The problem that I have to solve is:
If the following function is valid for every value of $x$
$f(3x + 1) = 9x^2 + 3x$
find the function $f(x)$ and prove that for every $x\in\mathbb R$ the following is valid: $f(2x) - 4f(x) = 2x$
The problem that I have to solve is:
If the following function is valid for every value of $x$
$f(3x + 1) = 9x^2 + 3x$
find the function $f(x)$ and prove that for every $x\in\mathbb R$ the following is valid: $f(2x) - 4f(x) = 2x$
Hint: $3x+1=y \Rightarrow x= \frac{y-1}{3}$. So replace $x$ by $\frac{y-1}{3}$ and magic happens.

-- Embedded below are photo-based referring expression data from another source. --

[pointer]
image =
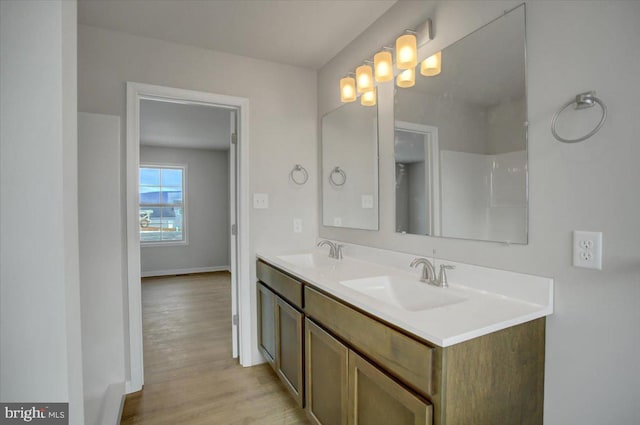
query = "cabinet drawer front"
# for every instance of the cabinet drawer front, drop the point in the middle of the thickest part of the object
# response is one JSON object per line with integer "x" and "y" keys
{"x": 404, "y": 357}
{"x": 376, "y": 399}
{"x": 287, "y": 287}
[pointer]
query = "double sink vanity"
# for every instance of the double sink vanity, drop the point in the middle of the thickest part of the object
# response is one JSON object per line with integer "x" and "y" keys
{"x": 364, "y": 338}
{"x": 361, "y": 340}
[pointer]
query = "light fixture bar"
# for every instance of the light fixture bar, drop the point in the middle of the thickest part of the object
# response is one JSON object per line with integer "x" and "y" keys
{"x": 424, "y": 33}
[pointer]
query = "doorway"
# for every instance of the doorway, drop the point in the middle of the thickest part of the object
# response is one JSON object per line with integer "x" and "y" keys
{"x": 238, "y": 231}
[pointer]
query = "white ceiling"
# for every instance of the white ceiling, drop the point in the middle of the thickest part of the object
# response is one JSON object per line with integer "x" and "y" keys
{"x": 179, "y": 125}
{"x": 306, "y": 33}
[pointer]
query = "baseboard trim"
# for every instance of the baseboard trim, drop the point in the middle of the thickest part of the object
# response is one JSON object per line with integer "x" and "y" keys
{"x": 113, "y": 404}
{"x": 173, "y": 272}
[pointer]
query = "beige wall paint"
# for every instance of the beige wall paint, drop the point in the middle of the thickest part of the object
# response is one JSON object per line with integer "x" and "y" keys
{"x": 593, "y": 337}
{"x": 283, "y": 116}
{"x": 40, "y": 345}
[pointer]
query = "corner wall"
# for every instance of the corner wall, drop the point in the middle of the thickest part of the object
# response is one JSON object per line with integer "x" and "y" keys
{"x": 592, "y": 338}
{"x": 40, "y": 335}
{"x": 283, "y": 122}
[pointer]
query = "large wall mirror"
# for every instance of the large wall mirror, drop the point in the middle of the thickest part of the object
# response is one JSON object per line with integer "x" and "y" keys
{"x": 461, "y": 140}
{"x": 350, "y": 167}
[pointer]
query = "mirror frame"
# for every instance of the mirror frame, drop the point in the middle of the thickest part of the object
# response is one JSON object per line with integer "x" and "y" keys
{"x": 526, "y": 137}
{"x": 377, "y": 168}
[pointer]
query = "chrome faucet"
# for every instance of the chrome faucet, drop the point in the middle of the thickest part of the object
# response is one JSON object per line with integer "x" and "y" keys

$\rm \dfrac{f(3x\!+\!1)}{3x\!+\!1} = 3x\:\Rightarrow \dfrac{f(z)}z = z\!-\!1\:\Rightarrow \dfrac{f(2x)\!-\!4f(x)}{2x} = \color{#0A0}{\dfrac{f(2x)}{2x}}- 2 \color{#C00}{\dfrac{f(x)}x} = \color{#0A0}{2x\!-\!1} - 2(\color{#C00}{x\!-\!1}) = 1$
Remark $\ $ The point of presenting it like this is to emphasize how exploiting the innate linear structure serves to simplify the calculations (from nonlinear to linear). In less trivial problems this can yield much greater simplifications (e.g. in operator calculus with $q$-difference operators).
Here $f(3x+1)=3x(3x+1)=((3x+1)-1)(3x+1)$ $\implies f(x)=(x-1)x=x^2-x$ $\implies f(2x)-4f(x)=4x^2-2x-4x^2+4x=2x$
In general, just let $3x+1=t$ and express $x$ in terms of $t$ and substitute in $f(t)$